Twenty-five years later, the poignant telefilm Family Pictures (Mill Creek Entertainment) packs more of a punch than ever; Michael B. Jordan and Michael Shannon star in a remake of the Ray Bradbury classic Fahrenheit 451 (HBO Home Entertainment); The Carol Burnett Show 50th Anniversary Special (Time Life) celebrates a brilliant comic talent and a beloved sketch-comedy show that changed TV forever.
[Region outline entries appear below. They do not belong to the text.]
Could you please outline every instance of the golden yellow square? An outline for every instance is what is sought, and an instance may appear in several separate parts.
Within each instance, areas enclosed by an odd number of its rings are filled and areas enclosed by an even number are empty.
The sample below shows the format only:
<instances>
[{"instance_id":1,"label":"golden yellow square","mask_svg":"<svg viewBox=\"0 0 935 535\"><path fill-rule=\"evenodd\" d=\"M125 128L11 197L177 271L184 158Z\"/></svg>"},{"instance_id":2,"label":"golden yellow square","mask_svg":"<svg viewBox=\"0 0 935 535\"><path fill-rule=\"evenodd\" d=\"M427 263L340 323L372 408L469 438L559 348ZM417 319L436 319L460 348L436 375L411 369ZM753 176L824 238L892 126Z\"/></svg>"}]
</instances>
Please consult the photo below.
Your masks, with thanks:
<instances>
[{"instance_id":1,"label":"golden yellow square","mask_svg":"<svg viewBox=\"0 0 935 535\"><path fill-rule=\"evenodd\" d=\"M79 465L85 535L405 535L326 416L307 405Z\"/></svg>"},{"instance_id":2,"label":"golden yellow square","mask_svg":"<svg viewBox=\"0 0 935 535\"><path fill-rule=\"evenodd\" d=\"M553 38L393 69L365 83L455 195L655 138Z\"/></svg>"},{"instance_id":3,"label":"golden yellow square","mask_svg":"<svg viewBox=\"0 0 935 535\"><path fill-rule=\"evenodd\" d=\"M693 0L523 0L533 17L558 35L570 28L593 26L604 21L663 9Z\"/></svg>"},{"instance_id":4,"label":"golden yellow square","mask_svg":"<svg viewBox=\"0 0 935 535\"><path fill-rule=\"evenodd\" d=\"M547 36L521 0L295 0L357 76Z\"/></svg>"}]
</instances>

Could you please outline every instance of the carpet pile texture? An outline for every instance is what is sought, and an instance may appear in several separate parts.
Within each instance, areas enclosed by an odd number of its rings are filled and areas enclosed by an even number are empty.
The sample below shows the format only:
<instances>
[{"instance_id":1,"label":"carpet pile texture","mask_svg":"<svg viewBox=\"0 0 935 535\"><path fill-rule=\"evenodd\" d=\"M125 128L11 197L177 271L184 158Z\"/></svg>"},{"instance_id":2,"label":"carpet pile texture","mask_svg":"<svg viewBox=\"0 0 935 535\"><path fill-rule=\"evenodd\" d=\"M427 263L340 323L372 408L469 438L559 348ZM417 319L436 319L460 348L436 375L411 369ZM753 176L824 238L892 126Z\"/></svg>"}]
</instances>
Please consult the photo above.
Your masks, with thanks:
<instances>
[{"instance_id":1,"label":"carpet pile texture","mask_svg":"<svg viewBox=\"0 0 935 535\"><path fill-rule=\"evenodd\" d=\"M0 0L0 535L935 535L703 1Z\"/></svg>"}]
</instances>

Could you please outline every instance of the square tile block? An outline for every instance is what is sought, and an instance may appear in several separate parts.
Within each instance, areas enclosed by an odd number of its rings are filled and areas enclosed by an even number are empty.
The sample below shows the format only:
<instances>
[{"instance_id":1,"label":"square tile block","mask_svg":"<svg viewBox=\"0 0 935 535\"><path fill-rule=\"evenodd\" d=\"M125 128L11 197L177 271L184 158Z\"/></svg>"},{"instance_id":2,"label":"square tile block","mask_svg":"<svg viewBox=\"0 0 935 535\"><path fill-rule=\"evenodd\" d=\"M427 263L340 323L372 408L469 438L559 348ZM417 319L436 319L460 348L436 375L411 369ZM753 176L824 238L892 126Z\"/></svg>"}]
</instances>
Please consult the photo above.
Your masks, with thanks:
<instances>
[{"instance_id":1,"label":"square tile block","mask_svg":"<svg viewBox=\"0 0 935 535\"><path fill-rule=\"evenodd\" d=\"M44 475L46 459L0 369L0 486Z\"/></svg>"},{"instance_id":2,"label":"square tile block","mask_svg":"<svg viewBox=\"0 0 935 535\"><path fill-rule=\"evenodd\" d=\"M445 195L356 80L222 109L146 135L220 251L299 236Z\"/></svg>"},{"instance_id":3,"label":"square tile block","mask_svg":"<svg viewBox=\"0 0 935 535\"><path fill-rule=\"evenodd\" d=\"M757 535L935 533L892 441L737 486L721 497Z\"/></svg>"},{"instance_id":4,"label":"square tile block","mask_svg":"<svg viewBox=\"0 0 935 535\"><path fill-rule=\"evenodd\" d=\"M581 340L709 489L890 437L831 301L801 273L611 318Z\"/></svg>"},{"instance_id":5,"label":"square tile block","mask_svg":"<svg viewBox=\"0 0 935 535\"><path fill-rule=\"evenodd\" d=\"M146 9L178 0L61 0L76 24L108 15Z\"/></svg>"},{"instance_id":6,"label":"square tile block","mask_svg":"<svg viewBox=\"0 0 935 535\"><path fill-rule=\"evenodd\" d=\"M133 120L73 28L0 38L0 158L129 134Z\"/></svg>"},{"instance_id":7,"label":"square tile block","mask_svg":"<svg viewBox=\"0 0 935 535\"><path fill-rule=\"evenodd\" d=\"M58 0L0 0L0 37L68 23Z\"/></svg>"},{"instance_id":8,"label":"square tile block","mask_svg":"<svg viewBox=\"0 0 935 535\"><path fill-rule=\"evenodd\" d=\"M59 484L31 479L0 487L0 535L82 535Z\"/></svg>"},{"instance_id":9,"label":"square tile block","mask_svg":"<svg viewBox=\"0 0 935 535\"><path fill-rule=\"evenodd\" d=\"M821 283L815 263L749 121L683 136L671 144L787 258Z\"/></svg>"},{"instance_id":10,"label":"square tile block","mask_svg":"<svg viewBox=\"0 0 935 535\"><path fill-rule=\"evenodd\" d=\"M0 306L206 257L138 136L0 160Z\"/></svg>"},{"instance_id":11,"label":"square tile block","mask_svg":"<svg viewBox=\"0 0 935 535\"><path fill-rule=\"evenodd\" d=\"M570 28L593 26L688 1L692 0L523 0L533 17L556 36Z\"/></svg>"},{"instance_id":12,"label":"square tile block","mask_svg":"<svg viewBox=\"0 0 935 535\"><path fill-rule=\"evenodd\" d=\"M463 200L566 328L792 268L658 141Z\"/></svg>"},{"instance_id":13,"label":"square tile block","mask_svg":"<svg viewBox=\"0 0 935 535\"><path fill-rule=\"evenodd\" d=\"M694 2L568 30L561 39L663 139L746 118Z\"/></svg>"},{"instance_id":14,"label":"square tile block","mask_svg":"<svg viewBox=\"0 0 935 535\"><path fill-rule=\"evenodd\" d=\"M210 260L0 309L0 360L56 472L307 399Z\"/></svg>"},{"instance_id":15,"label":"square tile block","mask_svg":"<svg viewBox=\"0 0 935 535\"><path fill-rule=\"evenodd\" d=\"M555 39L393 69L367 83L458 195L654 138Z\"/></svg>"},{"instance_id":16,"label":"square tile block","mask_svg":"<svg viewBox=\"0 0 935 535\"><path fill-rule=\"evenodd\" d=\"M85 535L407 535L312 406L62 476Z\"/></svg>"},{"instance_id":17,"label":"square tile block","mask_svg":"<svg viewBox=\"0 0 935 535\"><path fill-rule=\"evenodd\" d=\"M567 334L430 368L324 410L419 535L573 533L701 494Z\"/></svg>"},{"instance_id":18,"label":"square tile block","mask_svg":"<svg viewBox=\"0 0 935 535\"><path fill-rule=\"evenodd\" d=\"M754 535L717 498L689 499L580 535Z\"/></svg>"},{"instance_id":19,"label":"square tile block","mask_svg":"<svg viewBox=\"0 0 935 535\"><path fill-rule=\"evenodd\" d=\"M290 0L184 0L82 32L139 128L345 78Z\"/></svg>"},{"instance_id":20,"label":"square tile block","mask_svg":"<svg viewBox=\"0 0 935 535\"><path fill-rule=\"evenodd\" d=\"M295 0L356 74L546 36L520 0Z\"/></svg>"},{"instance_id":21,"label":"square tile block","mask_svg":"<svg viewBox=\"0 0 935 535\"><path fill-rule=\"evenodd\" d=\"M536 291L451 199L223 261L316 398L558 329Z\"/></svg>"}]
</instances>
Anjelica Huston gets spooky again in the Lifetime remake of The Watcher in the Woods (Lionsgate Home Entertainment); a young animated hero returns in Ben 10: Omni-Tricked (Cartoon Network); it might never reach the campy heights of the 1980s original, but Dynasty: Season One (CBS/Paramount) is still a fun romp with awful, beautiful rich people stabbing each other in the back; Angie Dickinson, Mark Spitz and Phyllis Diller are just a few of the big names turning up for Rowan & Martin’s Laugh-In: The Complete Sixth Season (Time Life)

Lots of great shows courtesy of Warner Bros. Home Entertainment, from the binge-able C.B. Strike: The Series to returning favorites like Supernatural: The Complete Thirteenth Season, Young Sheldon: The Complete First Season and The Flash: The Complete Fourth Season, which you’ll want to be caught up on as their new seasons begin.

And of course Acorn TV brings you some of the most beloved series from around the globe, including Sando; Midsomer Murders, Series 20; East West 101, Series 3; and The Good Karma Hospital, Series 2.